Tell that to the big video game companies, lol. They predominantly focus on graphics and realism to the detriment of gameplay. Can’t blame em, it’s what draws many customers in.

At least we still have an indie scene where games like Balatro can still succeed despite ass graphics.

If an AI was sufficiently advanced to make the Star Wars game you asked for, it would tell you no because Disney own the IP

The overriding advantage they have is that they can learn via gradient descent. All you have to know is whether the output is good or bad. You then tweak each weight in the direction that biases it toward the good outcome. Repeat a trillion times.

Heuristics require a human to develop. And they come with all the biases that humans do.

Self-learning is always going to beat hand-tuned heuristics in the long run. Heuristics may be efficient but self-learning will come up with strategies that humans cannot.

Maybe we’ll eventually have a better learning technique than gradient descent, but I doubt it. It just works too well. And matches how nature does pretty much everything.

And you also get games that fail due to only the visuals eg Concord, from most reviews played pretty well; maybe not well enough to stand out, but not bad by any means. But due to “ugly” and uninspired character design, it tanked hard.

Making a successful game today basically involves maxing out all the stats; it’s an incredibly competitive media.

(Apart from music maybe… I’m not a fan of most modern games’ music but I’ll definitely be hijacking if I expand on that)

What exactly are we talking about, though? When human teams design a game (the scope or work being outside the capabilities of one person) There is a constant feedback between teams, among teams, etc. Nobody gets a short description, comes back a month later, “here’s the hero, the villain, and some exploding mushrooms” and walks away. There’s a constant feedback, test of play and visuals, changes, etc. The artistic group will feed back to the computer design group, tweaking this and that.

Can AI substitute for some of the programming teams, producing computer models and effects? Most likely. Can they substitute for the artistic direction? I would say highly unlikely. Game play dynamics - probably, but how likely it actually knows how to make something appeal to humans?

And in all this, Ai would have to be like any human team, presenting results and getting feedback requiring modification of output in a continuous improvement cycle. It might speed and simplify some processes - as mentioned, textures, character details, etc.

The issue comes from whether Ai can be “creative”. I saw an example where someone said “make me a cartoon character of a sponge”, or “make me a cartoon character who is an Italian hero”. A human would consciously avoid trying to duplicate Spongebob or Mario. AI has been trained on a very limited range of source models, and I’m not sure how creative it can be to actively avoid duplication of its minimal sources like Italian cartoon heroes. (Has it been trained on gladiator movies too? Does AI like movies about gladiators? Does it hang around gymnasiums?)

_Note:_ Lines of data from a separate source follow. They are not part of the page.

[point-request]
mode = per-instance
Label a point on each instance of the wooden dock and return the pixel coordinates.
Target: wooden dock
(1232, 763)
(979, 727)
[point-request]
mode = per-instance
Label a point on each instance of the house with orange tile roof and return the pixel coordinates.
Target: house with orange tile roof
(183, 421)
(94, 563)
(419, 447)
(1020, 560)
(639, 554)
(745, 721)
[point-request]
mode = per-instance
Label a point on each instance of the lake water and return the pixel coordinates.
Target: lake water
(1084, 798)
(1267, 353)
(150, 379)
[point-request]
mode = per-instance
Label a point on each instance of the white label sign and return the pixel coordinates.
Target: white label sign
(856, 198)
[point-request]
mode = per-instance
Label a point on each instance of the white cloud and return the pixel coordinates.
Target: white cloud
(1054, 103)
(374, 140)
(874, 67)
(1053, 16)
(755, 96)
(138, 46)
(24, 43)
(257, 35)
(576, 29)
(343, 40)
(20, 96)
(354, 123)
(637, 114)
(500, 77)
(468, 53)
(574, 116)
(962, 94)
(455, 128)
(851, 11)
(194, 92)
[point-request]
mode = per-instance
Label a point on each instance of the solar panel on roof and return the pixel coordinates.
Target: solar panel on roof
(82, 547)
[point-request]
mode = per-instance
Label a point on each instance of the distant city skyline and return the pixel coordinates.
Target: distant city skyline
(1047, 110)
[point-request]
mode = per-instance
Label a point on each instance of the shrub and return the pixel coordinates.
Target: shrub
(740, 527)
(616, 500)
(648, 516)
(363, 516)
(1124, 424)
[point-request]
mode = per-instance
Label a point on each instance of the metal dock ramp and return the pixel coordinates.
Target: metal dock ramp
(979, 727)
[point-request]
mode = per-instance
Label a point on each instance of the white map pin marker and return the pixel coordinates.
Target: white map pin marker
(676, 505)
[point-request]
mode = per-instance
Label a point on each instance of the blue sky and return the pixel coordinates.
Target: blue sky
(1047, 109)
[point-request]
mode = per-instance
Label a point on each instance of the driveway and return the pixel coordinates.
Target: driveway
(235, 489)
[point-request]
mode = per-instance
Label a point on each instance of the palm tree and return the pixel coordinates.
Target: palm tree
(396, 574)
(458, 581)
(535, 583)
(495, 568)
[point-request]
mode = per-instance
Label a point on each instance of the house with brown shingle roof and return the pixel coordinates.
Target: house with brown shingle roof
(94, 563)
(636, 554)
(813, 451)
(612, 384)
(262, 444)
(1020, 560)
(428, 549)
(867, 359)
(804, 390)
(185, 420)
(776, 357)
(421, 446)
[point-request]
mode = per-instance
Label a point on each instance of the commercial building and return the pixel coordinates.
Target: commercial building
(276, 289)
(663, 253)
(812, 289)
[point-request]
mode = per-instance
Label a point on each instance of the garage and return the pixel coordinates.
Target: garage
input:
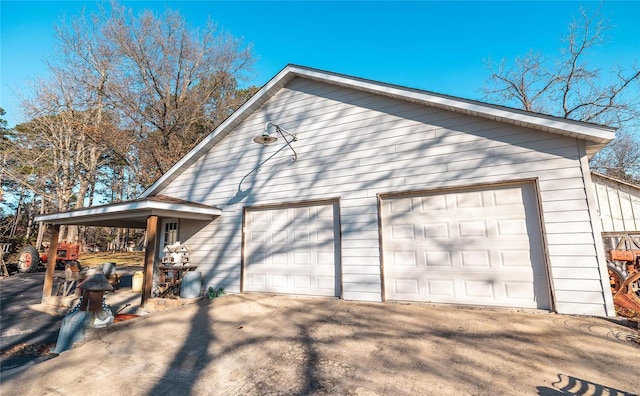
(293, 250)
(479, 246)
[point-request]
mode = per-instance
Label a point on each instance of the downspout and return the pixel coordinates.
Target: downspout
(596, 226)
(149, 257)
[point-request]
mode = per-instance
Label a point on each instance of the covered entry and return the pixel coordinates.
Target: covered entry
(293, 249)
(479, 246)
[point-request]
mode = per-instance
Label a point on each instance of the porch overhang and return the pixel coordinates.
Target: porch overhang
(132, 214)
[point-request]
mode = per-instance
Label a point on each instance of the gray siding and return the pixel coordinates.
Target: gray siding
(618, 205)
(353, 145)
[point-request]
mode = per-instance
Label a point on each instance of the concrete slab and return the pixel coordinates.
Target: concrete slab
(267, 345)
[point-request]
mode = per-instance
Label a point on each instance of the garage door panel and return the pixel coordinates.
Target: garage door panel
(476, 247)
(298, 254)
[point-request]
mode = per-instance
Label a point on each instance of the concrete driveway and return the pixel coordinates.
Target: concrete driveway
(274, 345)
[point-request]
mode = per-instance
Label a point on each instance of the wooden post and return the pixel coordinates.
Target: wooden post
(149, 258)
(51, 263)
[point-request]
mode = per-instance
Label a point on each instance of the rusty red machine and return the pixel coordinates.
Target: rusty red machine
(624, 275)
(29, 259)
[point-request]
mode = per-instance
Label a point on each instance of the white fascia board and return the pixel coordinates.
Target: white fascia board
(229, 123)
(592, 132)
(111, 211)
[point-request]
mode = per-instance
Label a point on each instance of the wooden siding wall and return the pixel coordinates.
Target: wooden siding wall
(353, 145)
(618, 205)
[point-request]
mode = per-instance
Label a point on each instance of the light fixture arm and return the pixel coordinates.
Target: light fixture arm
(282, 132)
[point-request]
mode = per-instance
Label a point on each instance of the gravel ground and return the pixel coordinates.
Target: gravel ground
(274, 345)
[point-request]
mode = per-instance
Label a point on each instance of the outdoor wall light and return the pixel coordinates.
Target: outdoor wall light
(266, 138)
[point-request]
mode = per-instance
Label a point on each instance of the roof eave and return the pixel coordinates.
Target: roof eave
(129, 214)
(596, 136)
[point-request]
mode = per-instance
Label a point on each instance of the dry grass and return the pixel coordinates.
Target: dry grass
(120, 258)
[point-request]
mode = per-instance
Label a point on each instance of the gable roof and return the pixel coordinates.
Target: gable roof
(616, 180)
(596, 136)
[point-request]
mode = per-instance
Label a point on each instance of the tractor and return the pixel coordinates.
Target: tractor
(30, 260)
(624, 275)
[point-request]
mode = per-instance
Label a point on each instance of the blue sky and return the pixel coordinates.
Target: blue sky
(436, 46)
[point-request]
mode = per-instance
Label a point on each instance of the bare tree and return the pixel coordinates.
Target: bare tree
(567, 86)
(169, 85)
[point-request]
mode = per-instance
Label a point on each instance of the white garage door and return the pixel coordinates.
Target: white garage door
(293, 250)
(478, 247)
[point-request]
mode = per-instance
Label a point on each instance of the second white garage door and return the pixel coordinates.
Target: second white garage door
(293, 250)
(480, 247)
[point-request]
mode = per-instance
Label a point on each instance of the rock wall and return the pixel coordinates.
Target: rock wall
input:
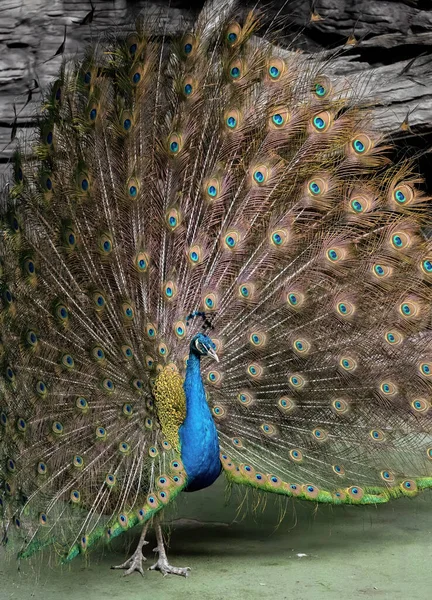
(391, 59)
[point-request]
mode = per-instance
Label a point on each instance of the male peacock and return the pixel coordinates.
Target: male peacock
(214, 182)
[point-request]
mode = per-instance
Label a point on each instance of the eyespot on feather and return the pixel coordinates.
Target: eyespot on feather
(426, 265)
(336, 254)
(245, 398)
(212, 189)
(425, 369)
(301, 346)
(409, 309)
(355, 492)
(345, 309)
(360, 144)
(297, 381)
(320, 434)
(278, 118)
(258, 339)
(279, 238)
(359, 203)
(348, 363)
(231, 239)
(214, 377)
(247, 291)
(377, 435)
(387, 476)
(381, 271)
(400, 240)
(402, 195)
(295, 299)
(286, 404)
(339, 470)
(254, 370)
(218, 412)
(260, 175)
(322, 87)
(316, 187)
(311, 491)
(340, 406)
(321, 122)
(268, 429)
(388, 388)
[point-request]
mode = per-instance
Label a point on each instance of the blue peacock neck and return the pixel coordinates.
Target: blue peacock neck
(198, 434)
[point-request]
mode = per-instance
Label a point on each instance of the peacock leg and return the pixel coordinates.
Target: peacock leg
(162, 564)
(134, 563)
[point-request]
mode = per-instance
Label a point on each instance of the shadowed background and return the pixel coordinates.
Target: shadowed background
(316, 553)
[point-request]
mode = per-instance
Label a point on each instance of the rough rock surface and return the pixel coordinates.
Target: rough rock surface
(389, 34)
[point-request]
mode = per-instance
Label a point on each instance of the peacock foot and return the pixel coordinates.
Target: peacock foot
(134, 563)
(162, 563)
(165, 568)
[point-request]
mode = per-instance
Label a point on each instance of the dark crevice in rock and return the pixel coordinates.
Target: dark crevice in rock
(17, 45)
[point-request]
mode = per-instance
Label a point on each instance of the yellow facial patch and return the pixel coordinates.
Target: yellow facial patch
(170, 402)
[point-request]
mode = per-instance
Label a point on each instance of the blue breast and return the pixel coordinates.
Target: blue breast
(198, 434)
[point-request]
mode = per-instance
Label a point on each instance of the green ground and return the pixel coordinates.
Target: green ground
(345, 553)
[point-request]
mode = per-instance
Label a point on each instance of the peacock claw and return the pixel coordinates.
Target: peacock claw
(134, 563)
(165, 568)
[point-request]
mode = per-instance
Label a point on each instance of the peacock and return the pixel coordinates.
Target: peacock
(210, 262)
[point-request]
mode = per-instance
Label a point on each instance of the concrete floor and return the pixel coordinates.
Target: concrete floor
(315, 554)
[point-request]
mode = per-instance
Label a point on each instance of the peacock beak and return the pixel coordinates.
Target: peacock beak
(212, 354)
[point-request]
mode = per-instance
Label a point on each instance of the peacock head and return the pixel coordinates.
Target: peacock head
(202, 345)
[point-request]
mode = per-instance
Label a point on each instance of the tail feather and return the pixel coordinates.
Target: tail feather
(215, 174)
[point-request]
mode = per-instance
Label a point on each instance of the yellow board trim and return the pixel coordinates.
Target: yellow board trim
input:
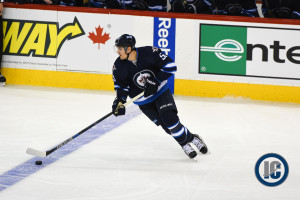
(182, 87)
(58, 79)
(223, 89)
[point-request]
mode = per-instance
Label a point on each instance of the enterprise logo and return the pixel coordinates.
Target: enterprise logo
(226, 46)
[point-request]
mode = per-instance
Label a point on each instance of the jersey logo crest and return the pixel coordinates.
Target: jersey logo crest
(140, 78)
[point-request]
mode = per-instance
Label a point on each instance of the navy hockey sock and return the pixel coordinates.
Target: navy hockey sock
(179, 132)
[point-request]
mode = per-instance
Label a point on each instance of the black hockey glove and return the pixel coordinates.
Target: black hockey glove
(118, 108)
(150, 87)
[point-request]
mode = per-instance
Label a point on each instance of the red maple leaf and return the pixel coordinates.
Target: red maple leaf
(98, 37)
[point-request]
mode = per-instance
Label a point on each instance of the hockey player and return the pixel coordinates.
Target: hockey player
(148, 69)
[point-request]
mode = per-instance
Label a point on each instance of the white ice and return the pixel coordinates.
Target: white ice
(138, 160)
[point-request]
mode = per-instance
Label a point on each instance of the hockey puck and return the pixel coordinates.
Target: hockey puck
(38, 162)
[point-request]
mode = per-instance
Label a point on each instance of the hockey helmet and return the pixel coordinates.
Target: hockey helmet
(125, 40)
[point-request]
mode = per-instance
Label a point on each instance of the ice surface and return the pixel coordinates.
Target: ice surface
(135, 159)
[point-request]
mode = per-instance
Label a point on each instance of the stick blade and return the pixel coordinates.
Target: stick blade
(34, 152)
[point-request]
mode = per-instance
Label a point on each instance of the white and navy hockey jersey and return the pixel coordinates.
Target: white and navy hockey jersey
(130, 77)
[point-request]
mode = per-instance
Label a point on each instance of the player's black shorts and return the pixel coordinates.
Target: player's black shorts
(165, 102)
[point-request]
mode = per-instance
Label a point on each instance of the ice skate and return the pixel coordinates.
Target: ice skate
(189, 151)
(198, 142)
(2, 80)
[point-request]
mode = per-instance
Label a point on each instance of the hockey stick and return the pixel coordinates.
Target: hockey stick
(35, 152)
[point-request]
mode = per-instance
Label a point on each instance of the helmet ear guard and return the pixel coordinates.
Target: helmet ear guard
(126, 41)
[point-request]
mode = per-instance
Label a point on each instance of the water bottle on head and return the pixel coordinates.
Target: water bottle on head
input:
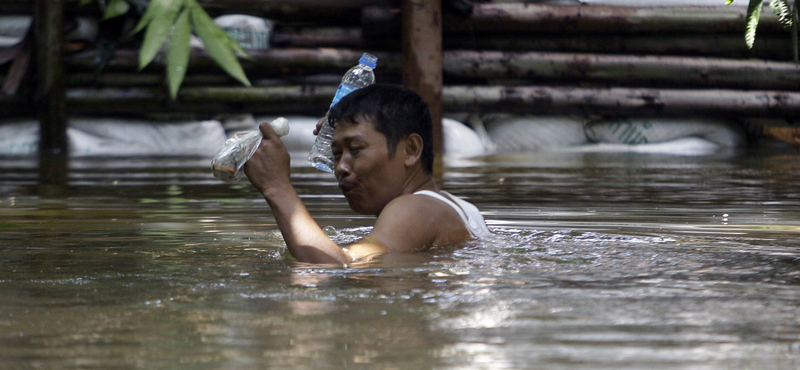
(362, 75)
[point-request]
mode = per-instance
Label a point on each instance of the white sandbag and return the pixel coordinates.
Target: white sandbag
(460, 141)
(19, 138)
(656, 130)
(113, 137)
(301, 135)
(661, 3)
(687, 146)
(530, 133)
(102, 136)
(252, 33)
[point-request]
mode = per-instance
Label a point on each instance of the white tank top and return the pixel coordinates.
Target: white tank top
(472, 218)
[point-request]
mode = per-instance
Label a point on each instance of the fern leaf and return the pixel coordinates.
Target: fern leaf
(783, 10)
(753, 16)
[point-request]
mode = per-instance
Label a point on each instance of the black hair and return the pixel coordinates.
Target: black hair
(395, 111)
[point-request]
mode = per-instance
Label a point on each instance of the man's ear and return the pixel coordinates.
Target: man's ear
(413, 149)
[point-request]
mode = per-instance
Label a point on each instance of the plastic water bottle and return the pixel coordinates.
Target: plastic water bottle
(321, 156)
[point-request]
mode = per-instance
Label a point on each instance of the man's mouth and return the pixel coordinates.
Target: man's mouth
(346, 186)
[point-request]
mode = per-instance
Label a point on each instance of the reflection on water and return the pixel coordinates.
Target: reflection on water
(600, 261)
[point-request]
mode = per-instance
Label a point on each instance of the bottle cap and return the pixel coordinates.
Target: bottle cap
(369, 60)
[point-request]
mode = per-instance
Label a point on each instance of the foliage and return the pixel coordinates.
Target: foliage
(174, 20)
(787, 15)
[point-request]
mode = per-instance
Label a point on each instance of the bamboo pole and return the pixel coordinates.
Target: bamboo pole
(626, 70)
(51, 95)
(774, 47)
(622, 101)
(422, 57)
(476, 99)
(562, 19)
(535, 67)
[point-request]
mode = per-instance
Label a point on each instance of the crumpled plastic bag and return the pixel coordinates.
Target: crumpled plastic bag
(228, 163)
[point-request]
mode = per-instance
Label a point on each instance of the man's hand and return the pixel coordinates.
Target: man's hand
(270, 166)
(319, 125)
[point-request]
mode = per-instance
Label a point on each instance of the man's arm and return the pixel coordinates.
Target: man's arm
(269, 172)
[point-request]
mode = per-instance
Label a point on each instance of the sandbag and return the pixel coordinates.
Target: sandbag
(111, 137)
(656, 130)
(532, 133)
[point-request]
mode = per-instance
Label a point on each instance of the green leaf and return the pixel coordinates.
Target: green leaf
(753, 15)
(178, 56)
(783, 10)
(217, 43)
(157, 32)
(154, 7)
(116, 8)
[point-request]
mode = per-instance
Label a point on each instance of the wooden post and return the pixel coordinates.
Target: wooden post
(422, 58)
(51, 95)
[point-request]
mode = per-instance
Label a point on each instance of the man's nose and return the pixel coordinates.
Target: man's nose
(341, 168)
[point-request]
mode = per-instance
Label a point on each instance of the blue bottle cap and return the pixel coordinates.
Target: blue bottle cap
(369, 60)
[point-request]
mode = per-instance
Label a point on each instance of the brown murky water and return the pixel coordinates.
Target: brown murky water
(600, 261)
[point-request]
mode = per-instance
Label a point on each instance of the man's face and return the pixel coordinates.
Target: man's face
(368, 177)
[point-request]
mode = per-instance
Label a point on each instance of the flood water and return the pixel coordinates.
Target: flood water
(600, 261)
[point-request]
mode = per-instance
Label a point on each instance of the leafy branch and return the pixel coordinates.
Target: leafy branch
(787, 15)
(175, 20)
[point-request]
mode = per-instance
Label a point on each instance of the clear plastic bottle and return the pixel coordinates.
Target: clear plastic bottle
(321, 156)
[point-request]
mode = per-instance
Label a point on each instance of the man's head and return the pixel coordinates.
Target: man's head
(395, 111)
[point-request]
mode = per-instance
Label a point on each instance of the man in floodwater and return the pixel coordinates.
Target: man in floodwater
(383, 151)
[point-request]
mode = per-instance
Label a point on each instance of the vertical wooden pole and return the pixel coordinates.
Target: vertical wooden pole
(51, 95)
(422, 58)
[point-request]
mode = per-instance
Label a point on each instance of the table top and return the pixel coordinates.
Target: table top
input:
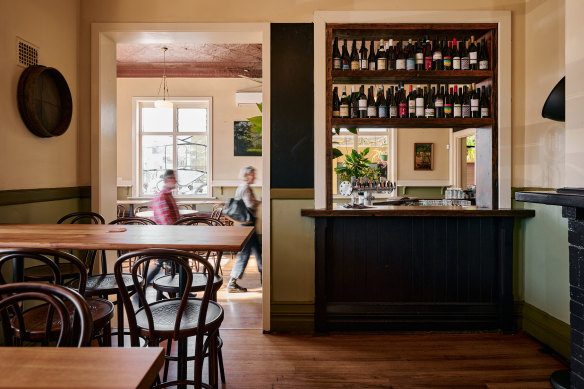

Perhaps a better design goal would be something like flight simulator, where the scope for creativity is much less and the source material fixed and widely avialable. Aircraft have fixed characteristics, well documented. The planet is well mapped, aircraft performace is documented, etc.

Fun story today: ChatGPT asked to play an Atari 2600 at chess then 'got absolutely wrecked on the beginner level' | PC Gamer

ChatGPT, with all its self awareness, challenged an Atari 2600 game to a chess match. ChatGPT lost badly on the first levels. It couldn’t actually play the game right, being unable to keep track of the pieces without human intervention.